An oil and population boom to northwest North Dakota beginning in the mid-2000s more than doubled the population of Williston, the epicenter of the Bakken oil patch fracking production, to almost 30,000. The boom also created a lot blue-collar workers with six-figure jobs. 

Flush with cash and a pastor with big ideas, Cornerstone First Baptist Church relocated the church and built a $4 million facility. But the influx of people and money to the community and the church proved too much too fast. And the change became unwieldy.

With 98 percent of the congregation employed and “making good money,” DBC Executive Director Garvon Golden said the members paid down the debt on their new building to $1.2 million. But the underground fissures that brought financial wealth subsequently fractured the church when the price of oil and paychecks dropped precipitously in 2013. Cornerstone FBC membership plunged from 250 to 75, and even the pastor left.

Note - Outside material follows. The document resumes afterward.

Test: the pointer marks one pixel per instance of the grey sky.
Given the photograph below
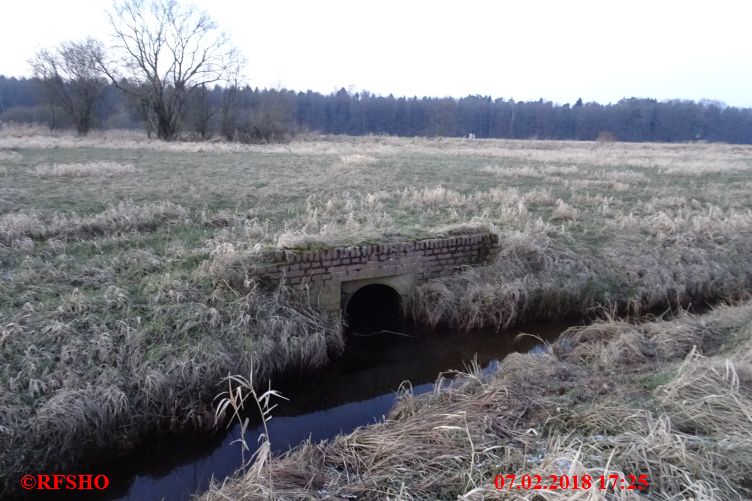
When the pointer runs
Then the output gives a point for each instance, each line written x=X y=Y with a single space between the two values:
x=598 y=50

An interim pastor served for about a year and, in 2016, Golden began making the five-hour, one-way trip from his home in Rapid City, S.D., each weekend to fill the pulpit. The drive gave him time to think and pray. The remaining congregation was committed to holding the church together, but Golden knew they would need help.

Throughout North and South Dakotas there are 87 SBC churches. The far-flung congregations average 30-35 members, with six churches having membership over 100 and the largest topping 200. The larger churches are “young and developing,” Golden said. But all combined, the convention did not have the resources to assist Cornerstone FBC.

Recalling a 2009-11 partnership between DBC and SBTC, Golden sent an email to Texas and two other SBC state conventions in the South asking for help.

Kenneth Priest, SBTC director of convention strategies, remembered the request.

“They could pay the bills, but they couldn’t pay a pastor,” said Priest.

Golden said SBTC Executive Director Jim Richards responded immediately asking the executive board to approve a revitalization covenant with a church outside the state. It had not been done before, but the prior working relationship between the two conventions and the realization that North Dakota could lose one of its strongest churches prompted SBTC leadership to readily agree, Priest said.

When Golden informed the congregation of the offer, he said they were “blown away.”

“Why would folks in Texas help?” he recalled them asking. “They were so encouraged to know they were not alone.”

That reassurance sparked a revitalization movement before officially partnering with the SBTC, and church members began filling the pulpit in October to relieve Golden of the task.

As part of the agreement, the church as well as any prospective pastor, had to sign on to the covenant. T.J. Green heartily agreed, saying he relished the idea of working with Cornerstone FBC, not in spite of but because of its circumstances.

In July Green accepted the call to pastor Cornerstone and moved his family—wife, Kristy, and their three sons Caedmon, 7, Tyler, 6, and Maverick, 10 months—from northern Florida to Williston, which is located just 70 miles south of the Canadian border. When asked by the TEXAN if he had purchased long underwear, Green laughed saying he had already researched clothes layering in preparation for the sub-zero degree winter.

Green, like the congregation, is grateful for the Texas partnership and sees it as more than a one-off venture. The SBTC’s covenant partnership model used in the DBC-Cornerstone FBC relationship “is the route people need to take,” he said.

That kind of covenant revitalization, he said, is an untapped resource. Referring to his own congregation at Cornerstone FBC, Green said, “What about these churches? We can save them.”